Des prix en chute libre
Les éleveurs protestent contre la baisse « brutale et injustifiée » des prix de la viande bovine qui sévit depuis le printemps. Dans un communiqué commun, la FDSEA et les Jeunes agriculteurs du Maine-et-Loire dénoncent : « Les cotations du jeune bovin ont perdu un euro du kilo en six mois. » Cette chute des prix intervient alors que les éleveurs subissent de plein fouet les conséquences de la canicule et de la sécheresse.
Un double discours dénoncé
Les organisations agricoles accusent le groupe Bigard de « tirer les prix vers le bas afin de constituer ses stocks à moindre coût, sans qu'aucun bénéfice ne soit répercuté sur les consommateurs ». La FNB qualifie la situation d'« inacceptable » et exige « des réponses immédiates », notamment une remontée des cotations. La FNSEA s'étonne du double discours des industriels : « On ne peut pas promettre davantage d'élevage en France, lutter contre la décapitalisation, défendre la souveraineté alimentaire… puis pénaliser les éleveurs quelques mois plus tard. » Les éleveurs refusent d'être « la variable d'ajustement d'une filière qui tient un double discours ».

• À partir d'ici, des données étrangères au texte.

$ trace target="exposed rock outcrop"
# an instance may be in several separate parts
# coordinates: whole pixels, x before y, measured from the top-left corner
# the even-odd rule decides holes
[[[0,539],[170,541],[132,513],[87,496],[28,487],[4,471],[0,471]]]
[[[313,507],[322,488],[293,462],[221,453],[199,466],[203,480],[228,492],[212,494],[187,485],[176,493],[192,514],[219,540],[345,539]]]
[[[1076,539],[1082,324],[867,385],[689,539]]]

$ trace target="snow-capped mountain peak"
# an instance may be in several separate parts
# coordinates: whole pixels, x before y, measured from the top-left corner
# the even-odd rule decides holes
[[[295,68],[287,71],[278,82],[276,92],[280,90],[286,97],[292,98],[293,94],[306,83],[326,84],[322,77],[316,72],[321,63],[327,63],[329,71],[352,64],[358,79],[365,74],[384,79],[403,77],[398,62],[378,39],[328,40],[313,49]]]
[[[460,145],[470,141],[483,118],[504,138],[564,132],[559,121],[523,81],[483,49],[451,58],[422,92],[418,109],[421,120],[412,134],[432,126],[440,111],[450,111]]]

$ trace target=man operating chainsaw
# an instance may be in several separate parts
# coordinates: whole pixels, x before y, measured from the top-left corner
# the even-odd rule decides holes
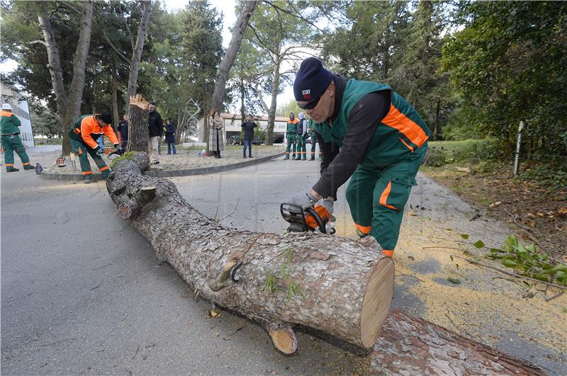
[[[337,190],[350,178],[347,201],[357,234],[374,237],[392,257],[427,149],[425,123],[389,86],[334,74],[313,57],[301,63],[293,93],[315,122],[322,154],[319,181],[291,203],[306,210],[323,199],[331,215]]]
[[[81,163],[81,171],[83,172],[83,182],[89,183],[92,181],[92,171],[91,164],[86,154],[91,154],[94,163],[99,167],[99,171],[104,178],[111,173],[110,167],[106,166],[100,154],[104,151],[97,143],[99,137],[106,135],[111,142],[114,145],[113,152],[122,153],[122,148],[118,143],[118,139],[111,126],[112,115],[109,113],[97,113],[96,115],[83,115],[80,116],[73,127],[69,131],[69,138],[73,145],[73,151],[79,156]]]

Des conséquences pour toute la filière
Cette action coup de poing vise à faire pression sur le groupe Bigard, propriétaire des marques Bigard, Charal et Socopa. La baisse des prix menace la pérennité des élevages français et la souveraineté alimentaire du pays. Les éleveurs demandent une revalorisation rapide des cours pour assurer leur survie économique.